Finanzielle Auswirkungen auf den Bundeshaushalt und andere öffentliche Haushalte:

Es sind in allen Bundesländern Programme gemäß § 9a IG-L in Kraft. Es ist davon auszugehen, dass sich Umweltorganisationen und betroffene Bürgerinnen und Bürger an der Erstellung und vor allem auch an jeder künftigen Evaluierung eines Programms beteiligen sowie die Möglichkeit, Programme gerichtlich überprüfen zu lassen, wahrnehmen werden.

Finanzielle Auswirkungen ergeben sich für die Länder vor allem aufgrund der Verpflichtung zur Erstellung von Bescheiden, mit denen über die Eignung von Programmen zur ehestmöglichen Einhaltung der Grenzwerte sowie über das Vorliegen der gesetzlichen Voraussetzungen für die Erstellung oder Evaluierung von Programmen abgesprochen wird. Es handelt sich um keine über zwingende Vorschriften hinausgehende Umsetzung von Unionsrecht, weshalb von einer verpflichtenden Darstellung der finanziellen Auswirkungen der Länder abgesehen werden kann.

Diese Folgenabschätzung wurde mit der Version 5.4 des WFA – Tools erstellt (Hash-ID: 1143753225).

 

Zur Änderung des Wasserrechtsgesetzes 1959

 

Beitrag zu Wirkungsziel oder Maßnahme im Bundesvoranschlag

Das Vorhaben trägt dem Wirkungsziel „Nachhaltige Sicherung der Wasserressourcen sowie nachhaltige Stärkung der Nutz- Schutz- Wohlfahrts- und Erholungswirkung des Waldes als Lebensgrundlagen und Lebensräume für Mensch und Natur“ der Untergliederung 42 Landwirtschaft, Natur und Tourismus im Bundesvoranschlag des Jahres 2018 bei.

 

Finanzielle Auswirkungen auf den Bundeshaushalt und andere öffentliche Haushalte:

Nach aktuellen Einschätzungen ist in den nächsten Jahren von 25 bis 30 Projekten in den Sektoren Energie und Hochwasserschutz auszugehen, bei denen negative Auswirkungen auf den Gewässerzustand in Form einer Verschlechterung mindestens einer Qualitätskomponente eintreten könnten.

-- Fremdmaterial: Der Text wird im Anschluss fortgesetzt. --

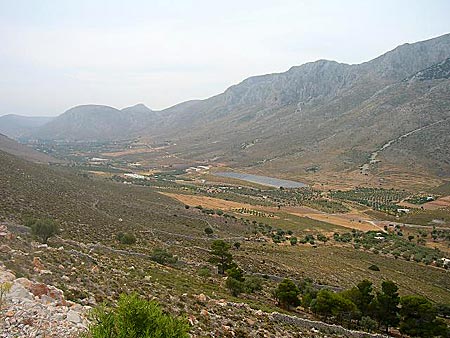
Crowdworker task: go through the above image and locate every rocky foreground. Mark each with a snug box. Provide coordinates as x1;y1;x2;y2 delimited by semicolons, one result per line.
1;261;387;338
0;265;89;338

Auf dieser Grundlage wird für den Zeitraum von fünf Jahren bundesweit mit drei bis sechs Bewilligungsanträgen für Vorhaben mit Auswirkungen auf den Gewässerzustand im Sinne des § 104a WRG 1959 pro Jahr gerechnet. Für diese Vorhaben sind bereits nach der geltenden Rechtslage wasserrechtliche Verfahren durchzuführen. Vermutlich wird nicht in allen diesen Fällen eine Beteiligung von Umweltorganisationen im verwaltungsbehördlichen Verfahren erfolgen bzw. von diesen eine Beschwerde an ein Landesverwaltungsgericht erhoben werden.

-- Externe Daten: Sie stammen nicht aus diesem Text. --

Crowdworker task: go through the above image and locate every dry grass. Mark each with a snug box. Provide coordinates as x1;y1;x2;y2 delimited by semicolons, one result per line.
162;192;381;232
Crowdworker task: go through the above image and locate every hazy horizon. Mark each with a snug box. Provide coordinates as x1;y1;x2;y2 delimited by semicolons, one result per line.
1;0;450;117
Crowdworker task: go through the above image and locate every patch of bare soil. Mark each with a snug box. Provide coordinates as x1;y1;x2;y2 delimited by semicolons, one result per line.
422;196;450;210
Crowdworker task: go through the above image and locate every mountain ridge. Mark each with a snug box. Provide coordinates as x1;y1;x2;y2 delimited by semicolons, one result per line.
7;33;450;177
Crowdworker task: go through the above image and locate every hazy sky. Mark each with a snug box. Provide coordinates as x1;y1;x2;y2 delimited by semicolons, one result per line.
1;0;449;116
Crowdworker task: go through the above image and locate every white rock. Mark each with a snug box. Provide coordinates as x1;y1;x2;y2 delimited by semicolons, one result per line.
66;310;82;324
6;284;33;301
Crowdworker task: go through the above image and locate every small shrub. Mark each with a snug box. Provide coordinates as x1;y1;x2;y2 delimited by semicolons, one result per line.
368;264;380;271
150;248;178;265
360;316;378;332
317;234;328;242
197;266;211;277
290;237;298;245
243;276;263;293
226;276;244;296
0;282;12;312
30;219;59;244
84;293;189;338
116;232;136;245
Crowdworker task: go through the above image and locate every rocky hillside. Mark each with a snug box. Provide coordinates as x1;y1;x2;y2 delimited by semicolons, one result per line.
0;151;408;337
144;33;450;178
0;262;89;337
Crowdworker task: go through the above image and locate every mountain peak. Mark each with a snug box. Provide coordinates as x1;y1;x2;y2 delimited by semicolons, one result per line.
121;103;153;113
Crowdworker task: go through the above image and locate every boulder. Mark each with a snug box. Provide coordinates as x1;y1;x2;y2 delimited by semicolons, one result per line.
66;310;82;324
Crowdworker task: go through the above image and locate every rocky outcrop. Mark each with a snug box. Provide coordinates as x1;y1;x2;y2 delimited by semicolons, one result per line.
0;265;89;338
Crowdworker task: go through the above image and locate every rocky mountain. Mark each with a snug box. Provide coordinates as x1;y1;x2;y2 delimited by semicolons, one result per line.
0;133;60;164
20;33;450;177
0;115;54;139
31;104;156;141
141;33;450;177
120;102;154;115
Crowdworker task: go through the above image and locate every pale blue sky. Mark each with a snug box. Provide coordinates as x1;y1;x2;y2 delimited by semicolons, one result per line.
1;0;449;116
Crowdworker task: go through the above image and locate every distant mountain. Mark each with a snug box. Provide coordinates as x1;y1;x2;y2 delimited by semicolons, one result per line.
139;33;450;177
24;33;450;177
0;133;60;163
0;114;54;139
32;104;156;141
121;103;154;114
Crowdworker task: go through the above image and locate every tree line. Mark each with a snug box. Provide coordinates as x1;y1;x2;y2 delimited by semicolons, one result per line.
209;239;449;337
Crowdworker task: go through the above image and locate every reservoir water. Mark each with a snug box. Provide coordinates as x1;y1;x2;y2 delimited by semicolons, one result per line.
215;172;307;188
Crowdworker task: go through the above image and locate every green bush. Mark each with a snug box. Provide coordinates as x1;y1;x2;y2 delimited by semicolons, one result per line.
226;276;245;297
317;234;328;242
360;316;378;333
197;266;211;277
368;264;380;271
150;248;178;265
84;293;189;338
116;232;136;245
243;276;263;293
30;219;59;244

Da der Entwurf des Gesetzes nicht über die verpflichtende Umsetzung zwingender Vorschriften des Gemeinschaftsrechts hinausgeht, ist gemäß Artikel 6 Abs. 1 Z 1 der Vereinbarung über einen Konsultationsmechanismus und Stabillitätspaktes die Darstellung der finanziellen Auswirkungen der Länder nicht verpflichtend. In Hinblick auf die geringe Anzahl zu erwartender Fälle kann daher von einer vertieften Berechnung der geringfügigen finanziellen Auswirkungen abgesehen werden.

 

Anmerkungen zu sonstigen, nicht wesentlichen Auswirkungen:

Die Auswirkungen von zur wasserrechtlichen Bewilligung beantragten Vorhaben auf den Gewässerzustand werden bereits im Verfahren von Amts wegen geprüft. Aus der Beteiligung von Umweltorganisationen am Verfahren bzw. durch die Möglichkeit der Erhebung einer nachprüfenden Beschwerde an das Landesverwaltungsgericht können sich darüber hinaus vertiefte Prüfungen einzelner Fragestellungen in Zusammenhang mit der Verpflichtung, einen Verstoß gegen § 104a WRG 1959 zu verhindern, ergeben und positive Effekte für die Gewässer zB durch zusätzliche Auflagen bewirkt werden.

Diese Folgenabschätzung wurde mit der Version 5.4 des WFA – Tools erstellt (Hash-ID: 1771743052).